I notice a related pattern in my own building right now. I’m targeting both Mac and Windows for this renderer’s UI, and the contrast is striking. On Mac, agents produce something that feels close to right surprisingly fast. The platform’s conventions are narrow, opinionated, and have been refined for decades, and the model can pattern-match into them; the HIG acts as an implicit loss function on the model’s output, having done the work of caring about polish on every example it has ever seen. On Windows, where the surface is wider and the conventions more permissive, I have to be the one sweating every detail. The agent produces something functional but generic, and I iterate on it for hours to get it to feel right.

The lesson generalizes uncomfortably. AI agents do their best work on top of a foundation that has already encoded taste, one that has already made the hard decisions about what good looks like. When the foundation is opinionated about quality, the agent inherits that opinion. When the foundation is permissive, the agent’s output is permissive, and the only thing standing between you and mediocre is your own iteration. Your team’s culture is that foundation. If the culture has already decided that flaky tests are unacceptable and that animations have to feel right, AI will produce work inside those constraints. If it hasn’t, AI will produce work that doesn’t, and you’ll be back to iterating it to good yourself, at the same rate you always did.

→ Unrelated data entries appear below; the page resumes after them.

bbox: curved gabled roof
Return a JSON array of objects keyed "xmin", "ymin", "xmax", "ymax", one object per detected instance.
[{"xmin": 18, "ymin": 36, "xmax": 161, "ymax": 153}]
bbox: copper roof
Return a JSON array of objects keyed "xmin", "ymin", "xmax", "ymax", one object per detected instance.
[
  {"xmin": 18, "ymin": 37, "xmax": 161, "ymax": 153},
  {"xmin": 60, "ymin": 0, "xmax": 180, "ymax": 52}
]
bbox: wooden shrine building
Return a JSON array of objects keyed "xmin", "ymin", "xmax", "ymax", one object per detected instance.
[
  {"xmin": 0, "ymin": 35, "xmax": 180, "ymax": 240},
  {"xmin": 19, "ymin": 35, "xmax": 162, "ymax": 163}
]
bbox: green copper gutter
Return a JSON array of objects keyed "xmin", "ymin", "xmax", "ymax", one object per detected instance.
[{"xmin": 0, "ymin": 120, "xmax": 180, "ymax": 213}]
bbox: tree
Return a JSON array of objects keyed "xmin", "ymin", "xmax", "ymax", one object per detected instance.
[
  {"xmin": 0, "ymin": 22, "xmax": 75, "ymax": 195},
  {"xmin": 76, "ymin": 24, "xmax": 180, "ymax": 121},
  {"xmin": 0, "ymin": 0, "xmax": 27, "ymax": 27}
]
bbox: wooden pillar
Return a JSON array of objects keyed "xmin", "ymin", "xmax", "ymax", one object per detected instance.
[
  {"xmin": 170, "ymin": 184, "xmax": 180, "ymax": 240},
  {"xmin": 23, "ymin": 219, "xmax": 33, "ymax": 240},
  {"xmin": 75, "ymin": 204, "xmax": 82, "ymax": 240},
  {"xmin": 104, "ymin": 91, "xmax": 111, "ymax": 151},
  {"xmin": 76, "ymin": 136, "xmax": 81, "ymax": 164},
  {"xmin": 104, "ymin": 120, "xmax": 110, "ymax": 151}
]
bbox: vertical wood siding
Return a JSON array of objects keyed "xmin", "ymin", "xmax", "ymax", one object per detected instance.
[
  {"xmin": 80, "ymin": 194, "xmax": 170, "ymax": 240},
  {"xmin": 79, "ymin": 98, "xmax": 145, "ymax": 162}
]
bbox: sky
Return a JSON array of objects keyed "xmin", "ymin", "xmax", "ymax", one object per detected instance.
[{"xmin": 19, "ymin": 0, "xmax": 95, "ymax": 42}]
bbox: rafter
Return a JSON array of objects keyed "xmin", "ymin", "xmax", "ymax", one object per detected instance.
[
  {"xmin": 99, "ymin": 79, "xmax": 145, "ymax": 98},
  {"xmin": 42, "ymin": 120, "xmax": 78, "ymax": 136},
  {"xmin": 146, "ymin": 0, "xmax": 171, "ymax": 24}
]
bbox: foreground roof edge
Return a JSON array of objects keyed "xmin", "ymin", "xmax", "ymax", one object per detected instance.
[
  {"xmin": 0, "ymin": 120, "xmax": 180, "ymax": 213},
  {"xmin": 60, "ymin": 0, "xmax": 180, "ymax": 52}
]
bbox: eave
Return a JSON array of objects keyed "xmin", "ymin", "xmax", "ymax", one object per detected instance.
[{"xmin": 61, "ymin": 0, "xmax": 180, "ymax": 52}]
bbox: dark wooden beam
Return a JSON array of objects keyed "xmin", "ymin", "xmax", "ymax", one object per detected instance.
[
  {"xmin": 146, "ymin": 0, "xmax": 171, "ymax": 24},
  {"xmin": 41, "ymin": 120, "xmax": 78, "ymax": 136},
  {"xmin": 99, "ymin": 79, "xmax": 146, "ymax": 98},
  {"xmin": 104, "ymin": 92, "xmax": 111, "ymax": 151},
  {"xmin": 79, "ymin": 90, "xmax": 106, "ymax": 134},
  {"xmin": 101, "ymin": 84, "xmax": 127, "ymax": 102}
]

The reverse is also worth saying clearly. AI can help build the foundation, not just operate inside one: a leader who encodes quality into tooling (performance budgets, visual diffing in CI, a non-negotiable test bar, a design system the agent must conform to) lowers the cost of meeting the standard until meeting it becomes the default. But this still requires someone first deciding what good looks like and making it concrete; AI can scale a culture of quality, it cannot supply the will to define one.

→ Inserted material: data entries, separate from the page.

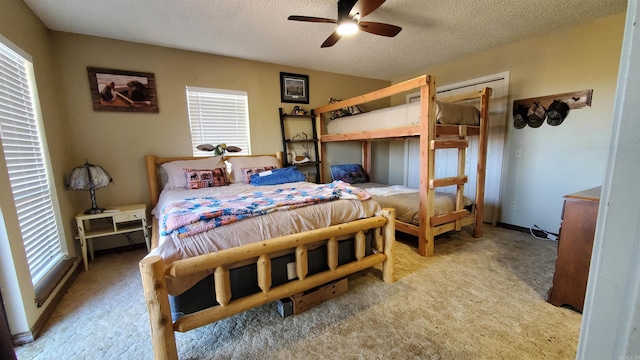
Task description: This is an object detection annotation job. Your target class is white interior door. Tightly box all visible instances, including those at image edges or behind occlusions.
[404,71,509,225]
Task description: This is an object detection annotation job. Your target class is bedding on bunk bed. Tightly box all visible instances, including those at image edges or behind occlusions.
[149,181,381,296]
[353,182,473,226]
[326,101,480,134]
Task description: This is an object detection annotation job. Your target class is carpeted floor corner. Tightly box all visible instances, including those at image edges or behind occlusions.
[16,226,581,360]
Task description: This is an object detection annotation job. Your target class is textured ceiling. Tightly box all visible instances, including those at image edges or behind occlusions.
[24,0,627,81]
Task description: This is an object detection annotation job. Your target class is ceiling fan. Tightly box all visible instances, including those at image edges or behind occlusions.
[287,0,402,48]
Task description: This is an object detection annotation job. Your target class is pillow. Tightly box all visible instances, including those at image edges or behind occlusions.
[227,156,281,183]
[184,168,229,189]
[162,156,224,189]
[329,98,364,120]
[240,166,276,184]
[331,164,369,184]
[251,166,307,186]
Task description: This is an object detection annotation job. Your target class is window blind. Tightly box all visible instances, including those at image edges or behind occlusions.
[0,39,64,285]
[187,86,251,156]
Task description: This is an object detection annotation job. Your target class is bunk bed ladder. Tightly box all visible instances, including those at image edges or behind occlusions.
[429,126,469,231]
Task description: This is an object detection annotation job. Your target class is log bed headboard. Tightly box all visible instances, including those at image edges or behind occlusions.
[144,151,283,209]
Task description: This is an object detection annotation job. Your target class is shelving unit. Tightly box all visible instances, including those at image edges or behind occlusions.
[279,108,320,182]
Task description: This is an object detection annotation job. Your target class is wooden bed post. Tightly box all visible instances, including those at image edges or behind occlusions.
[382,208,396,284]
[311,110,326,184]
[473,87,491,237]
[362,141,371,176]
[418,76,436,256]
[139,255,178,360]
[144,155,160,209]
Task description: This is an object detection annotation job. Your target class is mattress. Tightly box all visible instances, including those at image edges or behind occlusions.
[149,182,380,295]
[353,183,472,226]
[326,101,480,134]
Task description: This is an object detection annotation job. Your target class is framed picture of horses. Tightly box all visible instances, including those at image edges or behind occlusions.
[87,67,158,113]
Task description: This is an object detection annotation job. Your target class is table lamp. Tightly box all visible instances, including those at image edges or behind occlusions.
[65,160,113,214]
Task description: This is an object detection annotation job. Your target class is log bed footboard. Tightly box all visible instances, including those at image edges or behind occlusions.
[139,209,395,359]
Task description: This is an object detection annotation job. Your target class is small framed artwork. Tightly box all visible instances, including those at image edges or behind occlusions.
[87,67,158,113]
[280,72,309,104]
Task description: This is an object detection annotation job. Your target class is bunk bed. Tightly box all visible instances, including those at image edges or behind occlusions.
[139,152,395,359]
[313,75,491,256]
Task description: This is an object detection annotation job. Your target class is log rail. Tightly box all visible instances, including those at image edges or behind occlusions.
[139,209,395,359]
[313,75,491,256]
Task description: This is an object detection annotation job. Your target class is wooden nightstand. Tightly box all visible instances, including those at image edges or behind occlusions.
[76,204,151,271]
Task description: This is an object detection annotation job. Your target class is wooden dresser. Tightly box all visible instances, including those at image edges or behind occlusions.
[547,186,601,312]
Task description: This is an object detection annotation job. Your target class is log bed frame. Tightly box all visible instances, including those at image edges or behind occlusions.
[139,152,395,359]
[313,75,491,256]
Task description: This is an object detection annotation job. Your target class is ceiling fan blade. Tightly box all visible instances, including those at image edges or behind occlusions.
[320,31,341,48]
[287,15,338,24]
[358,21,402,37]
[349,0,386,19]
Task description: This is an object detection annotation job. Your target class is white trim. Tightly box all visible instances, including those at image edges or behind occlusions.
[0,34,33,63]
[576,0,640,359]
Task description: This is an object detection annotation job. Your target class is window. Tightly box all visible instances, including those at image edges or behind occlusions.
[187,86,251,156]
[0,37,66,290]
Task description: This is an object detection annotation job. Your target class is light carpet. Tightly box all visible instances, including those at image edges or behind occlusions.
[16,226,581,360]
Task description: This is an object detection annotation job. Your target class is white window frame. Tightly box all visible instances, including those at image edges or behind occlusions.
[186,86,251,156]
[0,35,68,286]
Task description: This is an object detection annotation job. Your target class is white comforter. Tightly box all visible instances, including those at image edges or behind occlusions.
[149,182,380,295]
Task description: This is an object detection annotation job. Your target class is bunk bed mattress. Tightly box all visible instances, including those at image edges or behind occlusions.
[327,101,480,134]
[149,182,380,295]
[353,183,473,226]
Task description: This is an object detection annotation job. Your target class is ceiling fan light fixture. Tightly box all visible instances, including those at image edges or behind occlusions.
[336,19,358,36]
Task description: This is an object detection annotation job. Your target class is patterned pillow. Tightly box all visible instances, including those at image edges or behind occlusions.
[240,166,276,184]
[184,168,229,189]
[329,98,364,120]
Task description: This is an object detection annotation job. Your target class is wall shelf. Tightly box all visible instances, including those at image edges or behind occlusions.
[513,89,593,109]
[279,108,320,182]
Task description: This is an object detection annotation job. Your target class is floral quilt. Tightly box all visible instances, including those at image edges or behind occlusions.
[160,180,371,237]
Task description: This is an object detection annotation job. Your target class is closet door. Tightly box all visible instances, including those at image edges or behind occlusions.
[405,72,509,225]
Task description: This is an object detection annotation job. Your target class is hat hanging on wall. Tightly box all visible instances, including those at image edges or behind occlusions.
[513,105,529,129]
[547,100,569,126]
[527,102,547,128]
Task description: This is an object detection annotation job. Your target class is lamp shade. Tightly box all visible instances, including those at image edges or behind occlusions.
[65,161,113,214]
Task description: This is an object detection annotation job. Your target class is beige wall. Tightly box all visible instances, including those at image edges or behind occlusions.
[0,0,389,334]
[0,0,75,334]
[52,32,390,249]
[392,13,625,232]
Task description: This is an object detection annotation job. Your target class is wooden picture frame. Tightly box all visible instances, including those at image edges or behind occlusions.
[280,72,309,104]
[87,67,158,113]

A weak test suite tells the same story. Teams with a culture of testing don’t write tests because they have spare cycles. They write tests because the alternative (shipping code without them) feels unacceptable, the way scrubbing in without gloves would feel unacceptable to a surgeon. Sometimes a particular schedule really is impossible, and a test gets skipped. But over months and quarters, the repeated absence of tests is rarely a scheduling accident; it’s a revealed priority. “We didn’t have time” is the explanation. “We didn’t value it enough to displace something else” is the cause. Hand that team a productivity boost from AI and most of it will go where the priorities already point.

This is the part leaders find hardest to look at, because the culture is mostly a reflection of what they reward. If demos that look great but buckle under load get celebrated, you’re going to get more demos that look great and buckle under load. If the engineer who quietly fixes the flaky test gets less recognition than the engineer who launches a flashy new feature, your test suite is going to keep rotting. AI doesn’t change any of that. It just lets the same incentive structure produce more output, faster.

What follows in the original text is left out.